JORF n°1 du 2 janvier 1990

Titre II : De la prévention des situations de surendettement des particuliers

Article 20

Tout acte sous seing privé ayant pour objet l'acquisition ou la construction d'un immeuble neuf d'habitation, la souscription de parts donnant vocation à l'attribution en jouissance ou en propriété d'immeubles neufs d'habitation, les contrats préliminaires de vente d'immeubles à construire ou de location-accession à la propriété immobilière, ne devient définitif qu'au terme d'un délai de sept jours pendant lequel l'acquéreur non professionnel a la faculté de se rétracter, chaque fois que la loi ne lui donne pas un délai plus long pour exercer cette faculté.

Lorsque le contrat définitif est précédé d'un contrat préliminaire, les dispositions ci-dessus ne s'appliquent qu'au contrat préliminaire.

L'acte est adressé par lettre recommandée avec demande d'avis de réception à l'acquéreur. Le délai de rétractation mentionné au premier alinéa court à compter de la réception de cette lettre par l'acquéreur. Celui-ci peut exercer sa faculté de rétractation avant l'expiration de ce délai par lettre recommandée avec demande d'avis de réception.

Article 21

a modifié les dispositions suivantes

Article 22

a modifié les dispositions suivantes

Article 23

Il est institué un fichier national recensant les informations sur les incidents de paiement caractérisés liés aux crédits accordés aux personnes physiques pour des besoins non professionnels. Ce fichier est géré par la Banque de France. Il est soumis aux dispositions de la loi n° 78-17 du 6 janvier 1978 relative à l'informatique, aux fichiers et aux libertés.

Les établissements de crédit visés par la loi n° 84-46 du 24 janvier 1984 relative à l'activité et au contrôle des établissements de crédit ainsi que les services financiers de la poste sont tenus de déclarer à la Banque de France les incidents visés à l'alinéa précédent.

Le fichier visé au premier alinéa recense également les mesures conventionnelles ou judiciaires mentionnées au titre Ier de la présente loi. Elles sont communiquées à la Banque de France soit par la commission mentionnée à l'article 1er de la présente loi soit par le greffe du tribunal d'instance.

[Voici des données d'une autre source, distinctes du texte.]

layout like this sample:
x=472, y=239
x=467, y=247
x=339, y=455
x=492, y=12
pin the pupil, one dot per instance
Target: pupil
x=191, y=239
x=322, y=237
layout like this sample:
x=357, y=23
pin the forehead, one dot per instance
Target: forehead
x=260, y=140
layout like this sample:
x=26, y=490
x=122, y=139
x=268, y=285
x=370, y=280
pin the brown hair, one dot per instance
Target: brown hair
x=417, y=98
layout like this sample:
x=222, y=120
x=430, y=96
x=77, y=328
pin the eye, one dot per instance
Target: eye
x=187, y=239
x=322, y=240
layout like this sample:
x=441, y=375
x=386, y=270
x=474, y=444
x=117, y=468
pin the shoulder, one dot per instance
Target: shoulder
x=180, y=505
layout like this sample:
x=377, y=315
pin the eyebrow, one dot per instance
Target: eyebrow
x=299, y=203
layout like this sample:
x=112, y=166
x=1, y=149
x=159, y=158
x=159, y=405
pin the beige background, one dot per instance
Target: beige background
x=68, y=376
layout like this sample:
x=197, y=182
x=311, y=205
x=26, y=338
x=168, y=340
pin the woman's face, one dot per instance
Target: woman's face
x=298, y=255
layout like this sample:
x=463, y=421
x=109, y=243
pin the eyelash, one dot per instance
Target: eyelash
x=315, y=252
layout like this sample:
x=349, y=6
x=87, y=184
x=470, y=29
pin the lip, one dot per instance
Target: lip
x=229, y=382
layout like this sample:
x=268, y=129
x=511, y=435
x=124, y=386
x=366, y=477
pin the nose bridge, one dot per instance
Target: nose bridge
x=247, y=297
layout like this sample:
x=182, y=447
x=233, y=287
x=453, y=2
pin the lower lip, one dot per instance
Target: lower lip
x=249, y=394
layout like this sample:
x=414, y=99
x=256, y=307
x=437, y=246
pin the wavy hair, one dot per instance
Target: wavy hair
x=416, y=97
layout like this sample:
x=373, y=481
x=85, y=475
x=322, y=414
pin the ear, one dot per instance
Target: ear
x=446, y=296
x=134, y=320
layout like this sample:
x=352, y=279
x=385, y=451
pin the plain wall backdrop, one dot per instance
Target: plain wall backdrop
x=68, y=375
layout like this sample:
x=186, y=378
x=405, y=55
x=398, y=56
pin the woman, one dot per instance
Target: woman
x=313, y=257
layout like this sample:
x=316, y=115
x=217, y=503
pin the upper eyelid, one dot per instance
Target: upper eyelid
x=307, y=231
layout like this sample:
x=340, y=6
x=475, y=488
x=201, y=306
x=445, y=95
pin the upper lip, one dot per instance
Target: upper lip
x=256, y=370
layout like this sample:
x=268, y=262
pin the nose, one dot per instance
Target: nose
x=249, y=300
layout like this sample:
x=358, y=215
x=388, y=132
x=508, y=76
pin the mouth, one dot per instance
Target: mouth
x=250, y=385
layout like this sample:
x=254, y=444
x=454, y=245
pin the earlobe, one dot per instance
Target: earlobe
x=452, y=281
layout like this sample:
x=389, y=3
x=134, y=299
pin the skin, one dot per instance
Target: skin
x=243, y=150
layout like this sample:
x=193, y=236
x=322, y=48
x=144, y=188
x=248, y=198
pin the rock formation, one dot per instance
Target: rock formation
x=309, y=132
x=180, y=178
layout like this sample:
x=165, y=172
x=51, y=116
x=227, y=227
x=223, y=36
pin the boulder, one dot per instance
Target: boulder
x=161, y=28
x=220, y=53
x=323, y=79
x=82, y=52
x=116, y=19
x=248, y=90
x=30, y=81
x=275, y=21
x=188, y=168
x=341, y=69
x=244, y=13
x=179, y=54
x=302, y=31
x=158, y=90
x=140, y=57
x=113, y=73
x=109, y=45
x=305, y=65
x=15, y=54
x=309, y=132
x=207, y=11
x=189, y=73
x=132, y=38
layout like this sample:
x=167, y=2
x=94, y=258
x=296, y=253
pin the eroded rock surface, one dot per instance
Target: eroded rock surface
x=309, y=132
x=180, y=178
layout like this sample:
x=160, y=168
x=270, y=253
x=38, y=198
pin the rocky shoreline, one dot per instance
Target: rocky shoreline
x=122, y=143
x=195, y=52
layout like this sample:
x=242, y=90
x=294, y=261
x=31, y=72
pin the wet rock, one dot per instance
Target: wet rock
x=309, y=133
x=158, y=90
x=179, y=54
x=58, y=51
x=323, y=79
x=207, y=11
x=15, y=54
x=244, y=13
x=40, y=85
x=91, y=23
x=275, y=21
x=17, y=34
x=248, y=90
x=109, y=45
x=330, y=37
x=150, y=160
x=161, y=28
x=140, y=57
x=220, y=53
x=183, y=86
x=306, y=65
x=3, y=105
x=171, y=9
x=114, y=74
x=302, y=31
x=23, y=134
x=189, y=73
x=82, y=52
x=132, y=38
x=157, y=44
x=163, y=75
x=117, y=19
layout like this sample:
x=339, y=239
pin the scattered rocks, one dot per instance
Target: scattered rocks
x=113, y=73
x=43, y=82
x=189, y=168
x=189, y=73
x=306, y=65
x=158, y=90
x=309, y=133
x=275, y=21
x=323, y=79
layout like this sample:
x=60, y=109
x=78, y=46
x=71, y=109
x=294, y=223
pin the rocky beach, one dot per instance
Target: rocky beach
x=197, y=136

La Banque de France est seule habilitée à centraliser les informations visées à l'alinéa précédent.

Les organismes professionnels ou organes centraux représentant les établissements visés au deuxième alinéa sont seuls autorisés à tenir des fichiers recensant des incidents de paiement.

La Banque de France est déliée du secret professionnel pour la diffusion, aux établissements de crédit et aux services financiers susvisés, des informations nominatives contenues dans le fichier.

Il est interdit à la Banque de France, aux établissements de crédit et aux services financiers de la poste de remettre à quiconque copie, sous quelque forme que ce soit, des informations contenues dans le fichier, même à l'intéressé lorsqu'il exerce son droit d'accès conformément à l'article 35 de la loi n° 78-17 du 6 janvier 1978 précitée, sous peine des sanctions prévues aux articles 43 et 44 de la même loi.

Un règlement du Comité de la réglementation bancaire, pris après avis de la Commission nationale de l'informatique et des libertés et du comité consultatif institué par l'article 59 de la loi n° 84-46 du 24 janvier 1984 précitée, fixe notamment les modalités de collecte, d'enregistrement, de conservation et de consultation de ces informations.

Dans les départements d'outre-mer, l'Institut d'émission des départements d'outre-mer exerce, en liaison avec la Banque de France, les attributions dévolues à celle-ci par le présent article.

Article 24

a modifié les dispositions suivantes

Article 25

a modifié les dispositions suivantes

Article 26

a modifié les dispositions suivantes

Article 27

a modifié les dispositions suivantes

Article 28

a modifié les dispositions suivantes

Article 29

I. 1° à 5°.

6° Ces dispositions entrent en vigueur à compter du 1er juillet 1990.

7° Le présent I, à l'exception du 6°, est applicable dans la collectivité territoriale de Mayotte et dans les territoires de la Nouvelle-Calédonie, de la Polynésie française et des îles Wallis-et-Futuna.

II. 1° et 2°.

3° Les dispositions du présent paragraphe s'appliquent aux contrats conclus à compter de la publication de la présente loi.